The problem is that I don't know what to plug in as the limits of integration. For example, the limit $1-x$ in the expression $\int^1_0 \int^{1-x}_0e^\frac{y}{x+y}dy\,dx$ cannot be expressed as either a function of v or u purely with the substitution given. Am I missing something here? Thanks for the help.

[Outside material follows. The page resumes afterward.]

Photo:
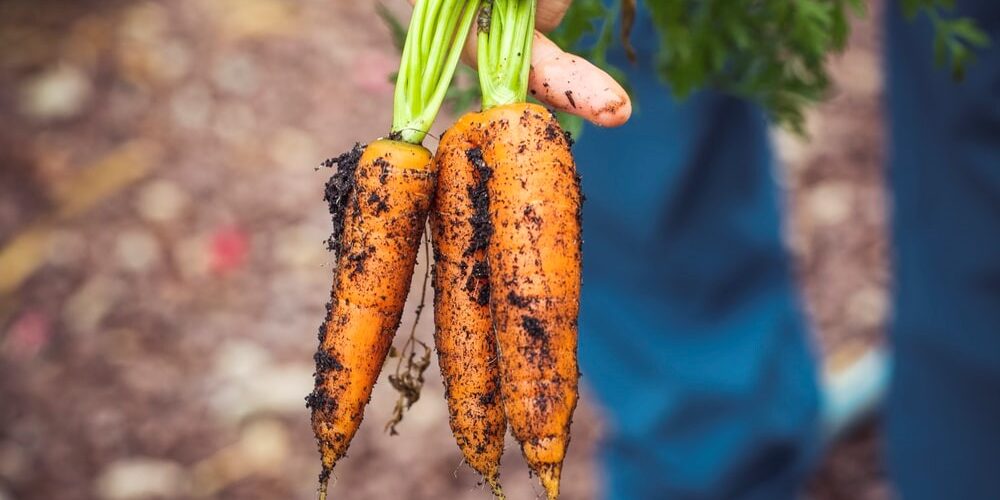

1. the original domain is the right triangle formed by (0,0), (1,0), (0,1) on the x-y plane
2. For $u=x+y$, consider $u$ as a new axis along the line x-y=0.For the triangle domain, $u \in [0,1]$
3. From $u=x+y$ again, if you work on the contours of $x+y$ for a few values of u, they are all straight line with slope -1. If you change u in $[0,1]$, you are moving this contour line in the triangle domain. In particular, each such contour line has end points cutting the triangle edges at $v=0$ and $v =1$.
4. So, $0\leq u\leq 1$ and $0\leq v \leq 1$ is the new domain you need.
• Opssss...I don't know why I've assumed it was a square! I fix that.
– user
Sep 4, 2018 at 16:57

Since on $x-y$ plane $x+y=k$ represents a line parallel to the line $y=-x$ we have that

• $u=x+y \implies 0\le u\le 1$

then for any $u$ we have

• $0\le y\le u\implies 0\le v\le 1$
• You made a mistake, $|J|=u-uv+uv=u$. Sep 4, 2018 at 16:25
• opsssss....I fix. Thanks
– user
Sep 4, 2018 at 16:28
• I'm trying to understand the steps. Can you please help me understand the steps: First I want to map the region in xy plane to uv plane? So I try to map $y$ axis ($x=0$) first: $x=0=u(1-v)\implies y-$ axis is mapped onto a pair of straight lines. But this would mean that the mapping $u=x+y, y=uv$ is not 1-1 so why are we allowed to use this substitution. Thanks.
– Koro
Jan 18, 2022 at 14:21
• @Koro We are mapping the triangular region in $xy$ plane to a rectangular region in $uv$ plane and this is $1-1$. You can check this pictorially. Refer also to the related OP here.
– user
Jan 22, 2022 at 10:39
• @user: Thanks. I found an alternative to the tranformation so I went ahead with that. :)
– Koro
Jan 22, 2022 at 11:32

Hint: Limits of integration are 0 and 1.